Два моих крыла | страница 12



— Гарик, — всегда так обращалась к Игорю Борисовичу, когда хотела казаться нежной и ласковой, — ты знаешь, Гарик, я, оказывается, родилась под знаком Рыбы, а ношу голову барана.

— Не барана, а овцы, — косился Игорь Борисович на полную шею жены.

— А, какая разница! Не мой знак, в общем. Достанешь рыбу? Я спрашивала, у вас в орсе есть знаки.

— Ну, раз есть, значит, достану, — обещал Широков. Сначала забывал, Рая напоминала. Потом начальник орса сам стал заходить и докладывать о новом поступлении товаров. Докладывал подробно, с полной выкладкой. Даже советовал, что подошло бы его жене. Стала удобно, без необходимого хождения на базу.

Однажды Широкова даже пот прошиб, когда он, обыскавшись запонку, заглянул в шкатулку жены, — на голубеньком шнурке, как бублики на веревочке, висели перстни! Так, на вдохе испуга, не смея выдохнуть, он и отошел от серванта. Но ничего не сказал — без этого хватало забот. Только нет-нет и отзовется в нем глухим звоном потревоженная в шкатулке связка.

— Ты знаешь, Гарик, серебро, оказывается, стратегическое сырье! — испуганно вытаращив глаза, сообщила как-то за ужином Раиса. — Да, да!

— Ну, ты даешь! — только и нашелся что сказать Широков. — А долото как, не носят еще на шее? Там ведь алмаз!

— Да ты што! — раскрылись когда-то единственна родные Широкову глаза. — Ты не шутишь? Прямо так — переливается и буравит землю?

— Да, — серьезно подтвердил Игорь Борисович — Переливается и освещает нефтеносный пласт, чтоб светлей бурить было.

Это был редкий шутливый диалог.

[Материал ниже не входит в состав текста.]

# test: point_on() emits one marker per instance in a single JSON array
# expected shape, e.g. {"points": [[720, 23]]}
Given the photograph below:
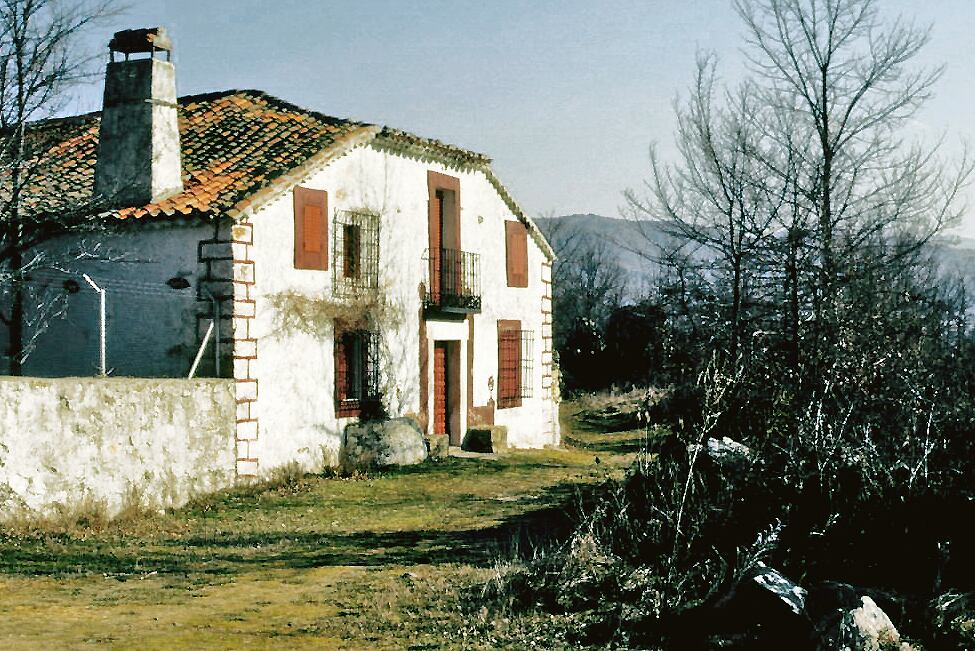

Планы бурения росли, смежники под новые метры стали подсовывать неопрессованные трубы, вышкомонтажники «забывали» класть в насосы прокладки, геофизики капризничали, как боги на Олимпе. Не до Раи и ее интересов было Широкову.

«Пусть развлекается! — снисходительно думал Широков про жену. — Чем тут, в Трехозерске, еще-то заниматься? Театров нет. Клубы тесные. Даже цветов в цветочном магазине нет».

Ему и в голову не приходило, почему нет. А если бы пришло, так он бы нашел тут же тысячу причин — где-то что-то не срабатывает, не запланировано пока, не до этого пока. Главное — план идет, главное — сводка в конце месяца. Ну в самом деле — о чем говорят на коллегиях, активах, совещаниях? Не о цветах же, не о цирке, не о том, что в книжном магазине книг нет. О нефти говорят. О цифрах, о приросте, о стройках. Все на этом закручено. Да вот в прошлом году, к примеру, десять барж вмерзли в Обь. На восьми — станки для бурения, оборудование разное. На двух — продукты. Крупы там, пряники, сгущенка, сухое молоко для молочного завода. Разгрузкой и контролем за вывозом оборудования Широков лично сам руководил. Как железный диспетчер сидел у селектора, каждую тонну к себе в тетрадку записывал, на планерке допытывался, почему ночью выгрузку прекратили, лично сам проверил, установили — нет прожекторы. А как же! Бурение не остановишь, оно в три смены, под каждую тонну нефти своя железка. Замешкайся в передыхе — тут же в главке сирена взовьется от буфета до чердака. А продукты? Ну, пожурили, что растянули выгрузку на всю зиму, молочный завод постоял без работы, так на основной-то процесс роста добычи это не повлияло! Зна-а-ет Широков натуру этих северян — ноют, что сгущенки нет, а у самих, пожалуй, меньше ящика не припасено. Еще с прошлогодней навигации натаскали.